By continuously testing under various conditions, we gain a clear understanding of how the platform behaves, allowing us to optimize performance and prevent issues before they occur.
Conclusion
Our microservices platform is integral to Vodafone Greece’s digital operations, and maintaining its performance is a top priority. Using K6 for smoke, load, stress, and spike tests, we can confidently deploy new features and updates, knowing that the system will continue to operate smoothly.

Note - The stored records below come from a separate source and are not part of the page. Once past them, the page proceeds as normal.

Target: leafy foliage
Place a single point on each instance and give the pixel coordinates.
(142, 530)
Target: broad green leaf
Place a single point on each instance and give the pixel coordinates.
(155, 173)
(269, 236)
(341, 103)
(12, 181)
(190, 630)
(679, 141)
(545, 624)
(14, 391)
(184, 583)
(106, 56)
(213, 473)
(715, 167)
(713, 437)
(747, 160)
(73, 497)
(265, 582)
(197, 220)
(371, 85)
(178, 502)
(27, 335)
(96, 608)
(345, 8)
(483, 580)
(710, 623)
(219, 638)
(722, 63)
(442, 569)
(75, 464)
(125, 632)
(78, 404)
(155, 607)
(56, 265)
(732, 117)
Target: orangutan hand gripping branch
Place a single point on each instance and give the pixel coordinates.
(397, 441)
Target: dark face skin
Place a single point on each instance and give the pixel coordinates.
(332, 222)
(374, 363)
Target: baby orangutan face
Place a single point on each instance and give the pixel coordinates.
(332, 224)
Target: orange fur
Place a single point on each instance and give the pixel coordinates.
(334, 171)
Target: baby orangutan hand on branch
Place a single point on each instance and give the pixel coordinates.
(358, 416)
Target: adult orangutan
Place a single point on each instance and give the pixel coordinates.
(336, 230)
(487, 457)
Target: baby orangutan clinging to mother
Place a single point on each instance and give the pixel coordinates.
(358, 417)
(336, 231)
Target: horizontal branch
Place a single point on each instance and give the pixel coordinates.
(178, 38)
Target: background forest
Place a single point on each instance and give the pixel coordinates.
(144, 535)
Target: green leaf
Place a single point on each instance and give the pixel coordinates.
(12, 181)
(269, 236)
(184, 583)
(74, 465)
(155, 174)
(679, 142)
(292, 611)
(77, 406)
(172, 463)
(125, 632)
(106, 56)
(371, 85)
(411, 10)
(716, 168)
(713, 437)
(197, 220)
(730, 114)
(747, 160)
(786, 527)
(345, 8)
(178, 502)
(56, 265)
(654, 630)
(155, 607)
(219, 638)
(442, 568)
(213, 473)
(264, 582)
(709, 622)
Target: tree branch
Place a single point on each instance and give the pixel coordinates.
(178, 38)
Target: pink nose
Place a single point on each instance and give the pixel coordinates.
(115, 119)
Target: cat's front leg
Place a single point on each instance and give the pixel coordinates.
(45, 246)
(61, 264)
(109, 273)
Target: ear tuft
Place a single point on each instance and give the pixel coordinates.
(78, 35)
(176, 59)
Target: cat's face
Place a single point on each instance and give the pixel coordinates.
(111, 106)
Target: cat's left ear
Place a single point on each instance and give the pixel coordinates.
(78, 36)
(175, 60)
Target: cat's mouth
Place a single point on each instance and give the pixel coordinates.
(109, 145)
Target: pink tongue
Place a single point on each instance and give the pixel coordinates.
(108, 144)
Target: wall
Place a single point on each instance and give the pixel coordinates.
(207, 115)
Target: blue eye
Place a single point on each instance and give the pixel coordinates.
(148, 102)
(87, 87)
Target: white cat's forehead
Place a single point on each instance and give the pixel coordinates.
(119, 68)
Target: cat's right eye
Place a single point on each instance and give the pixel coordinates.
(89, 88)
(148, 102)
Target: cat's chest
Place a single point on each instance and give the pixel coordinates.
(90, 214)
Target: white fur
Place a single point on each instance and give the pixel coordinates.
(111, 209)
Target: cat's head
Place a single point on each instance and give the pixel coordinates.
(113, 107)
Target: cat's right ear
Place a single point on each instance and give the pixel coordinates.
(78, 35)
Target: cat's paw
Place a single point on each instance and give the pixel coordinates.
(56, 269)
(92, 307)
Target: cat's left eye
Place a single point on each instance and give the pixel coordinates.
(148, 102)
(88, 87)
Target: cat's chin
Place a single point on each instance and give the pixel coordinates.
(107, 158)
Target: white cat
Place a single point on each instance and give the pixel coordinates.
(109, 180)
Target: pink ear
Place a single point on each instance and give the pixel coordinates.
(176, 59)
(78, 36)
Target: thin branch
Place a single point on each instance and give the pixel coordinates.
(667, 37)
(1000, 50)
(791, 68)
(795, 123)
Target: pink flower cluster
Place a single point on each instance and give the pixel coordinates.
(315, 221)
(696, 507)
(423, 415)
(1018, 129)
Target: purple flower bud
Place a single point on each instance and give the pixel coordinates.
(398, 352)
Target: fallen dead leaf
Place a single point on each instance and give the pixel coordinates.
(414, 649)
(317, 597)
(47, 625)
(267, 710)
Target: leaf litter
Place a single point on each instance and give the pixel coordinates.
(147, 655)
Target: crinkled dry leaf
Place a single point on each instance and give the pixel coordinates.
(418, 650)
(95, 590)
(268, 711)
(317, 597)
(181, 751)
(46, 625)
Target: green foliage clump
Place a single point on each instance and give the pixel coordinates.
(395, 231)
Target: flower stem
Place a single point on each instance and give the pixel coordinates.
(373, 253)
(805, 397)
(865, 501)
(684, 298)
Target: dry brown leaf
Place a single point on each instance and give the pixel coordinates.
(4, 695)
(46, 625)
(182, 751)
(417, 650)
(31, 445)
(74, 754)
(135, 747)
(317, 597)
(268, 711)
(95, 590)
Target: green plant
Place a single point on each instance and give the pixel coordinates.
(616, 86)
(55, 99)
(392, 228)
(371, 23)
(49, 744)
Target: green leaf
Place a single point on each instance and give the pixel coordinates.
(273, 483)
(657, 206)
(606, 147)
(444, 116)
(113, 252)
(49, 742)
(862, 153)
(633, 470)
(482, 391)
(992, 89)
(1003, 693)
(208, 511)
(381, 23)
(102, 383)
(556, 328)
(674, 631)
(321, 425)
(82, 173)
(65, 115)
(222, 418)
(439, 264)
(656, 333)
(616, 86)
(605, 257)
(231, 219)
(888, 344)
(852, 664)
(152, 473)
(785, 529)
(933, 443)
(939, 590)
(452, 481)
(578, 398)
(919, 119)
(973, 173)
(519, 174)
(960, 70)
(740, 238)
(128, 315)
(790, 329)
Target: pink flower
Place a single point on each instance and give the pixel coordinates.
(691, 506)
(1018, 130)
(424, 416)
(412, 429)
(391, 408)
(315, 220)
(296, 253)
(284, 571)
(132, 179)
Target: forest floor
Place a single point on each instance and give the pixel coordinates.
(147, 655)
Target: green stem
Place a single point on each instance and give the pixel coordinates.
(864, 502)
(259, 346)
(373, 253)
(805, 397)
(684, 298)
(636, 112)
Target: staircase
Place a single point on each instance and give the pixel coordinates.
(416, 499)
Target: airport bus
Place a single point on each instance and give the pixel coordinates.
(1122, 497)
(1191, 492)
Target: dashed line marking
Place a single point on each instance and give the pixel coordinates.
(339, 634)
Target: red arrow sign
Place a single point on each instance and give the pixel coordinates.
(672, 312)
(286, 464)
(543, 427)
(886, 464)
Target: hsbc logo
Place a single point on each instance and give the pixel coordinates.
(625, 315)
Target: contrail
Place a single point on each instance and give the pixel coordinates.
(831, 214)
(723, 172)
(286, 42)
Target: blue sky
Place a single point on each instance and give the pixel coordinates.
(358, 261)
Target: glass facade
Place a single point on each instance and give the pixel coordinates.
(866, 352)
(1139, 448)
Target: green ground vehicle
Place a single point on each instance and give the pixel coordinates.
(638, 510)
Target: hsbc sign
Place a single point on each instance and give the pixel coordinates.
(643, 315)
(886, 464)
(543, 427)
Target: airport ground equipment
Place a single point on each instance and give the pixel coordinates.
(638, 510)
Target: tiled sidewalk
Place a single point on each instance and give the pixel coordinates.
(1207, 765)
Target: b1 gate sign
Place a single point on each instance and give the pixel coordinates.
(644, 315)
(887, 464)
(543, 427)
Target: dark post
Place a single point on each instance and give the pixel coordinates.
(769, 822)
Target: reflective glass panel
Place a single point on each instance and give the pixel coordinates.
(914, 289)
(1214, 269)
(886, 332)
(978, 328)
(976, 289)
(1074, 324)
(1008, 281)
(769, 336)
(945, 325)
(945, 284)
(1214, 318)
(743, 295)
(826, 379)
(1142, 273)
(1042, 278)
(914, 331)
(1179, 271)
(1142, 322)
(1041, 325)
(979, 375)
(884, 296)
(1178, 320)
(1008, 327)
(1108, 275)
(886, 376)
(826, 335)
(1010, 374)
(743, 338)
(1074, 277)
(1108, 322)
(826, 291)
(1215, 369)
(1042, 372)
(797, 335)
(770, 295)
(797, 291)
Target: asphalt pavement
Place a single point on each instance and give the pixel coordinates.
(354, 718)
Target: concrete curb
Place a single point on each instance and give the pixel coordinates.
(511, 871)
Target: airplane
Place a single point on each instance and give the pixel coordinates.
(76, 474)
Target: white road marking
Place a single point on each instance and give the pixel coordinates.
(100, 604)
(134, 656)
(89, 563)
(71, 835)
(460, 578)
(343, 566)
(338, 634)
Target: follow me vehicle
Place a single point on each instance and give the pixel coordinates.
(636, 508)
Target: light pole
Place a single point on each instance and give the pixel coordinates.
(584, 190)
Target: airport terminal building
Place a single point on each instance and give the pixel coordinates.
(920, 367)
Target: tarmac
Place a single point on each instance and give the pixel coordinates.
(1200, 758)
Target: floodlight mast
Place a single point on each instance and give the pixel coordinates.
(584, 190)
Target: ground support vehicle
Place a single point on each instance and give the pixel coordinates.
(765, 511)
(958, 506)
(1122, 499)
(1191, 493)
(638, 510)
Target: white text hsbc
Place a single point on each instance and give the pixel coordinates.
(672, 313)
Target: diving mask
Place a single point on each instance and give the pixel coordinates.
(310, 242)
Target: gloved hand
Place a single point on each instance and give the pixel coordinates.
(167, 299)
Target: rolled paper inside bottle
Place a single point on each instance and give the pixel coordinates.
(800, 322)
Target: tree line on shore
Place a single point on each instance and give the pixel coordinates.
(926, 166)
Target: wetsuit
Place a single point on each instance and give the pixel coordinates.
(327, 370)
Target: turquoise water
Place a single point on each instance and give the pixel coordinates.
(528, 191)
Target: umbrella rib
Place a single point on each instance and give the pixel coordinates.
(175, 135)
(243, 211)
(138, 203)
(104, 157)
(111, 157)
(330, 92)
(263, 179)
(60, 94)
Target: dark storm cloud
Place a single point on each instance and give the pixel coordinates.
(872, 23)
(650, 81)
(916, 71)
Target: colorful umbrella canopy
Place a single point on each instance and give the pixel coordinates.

Performance testing has become an essential part of our strategy, allowing us to build a more resilient platform that can handle increasing demands without compromising on stability.
While we provide insights into our testing strategy, we ensure that all proprietary information, such as internal URLs and sensitive data, remains confidential. This approach allows us to share technical knowledge without compromising security.
Note: The code snippets provided in this article are simplified examples intended for demonstration purposes. They do not represent actual production code or live testing configurations used in Vodafone Greece's systems.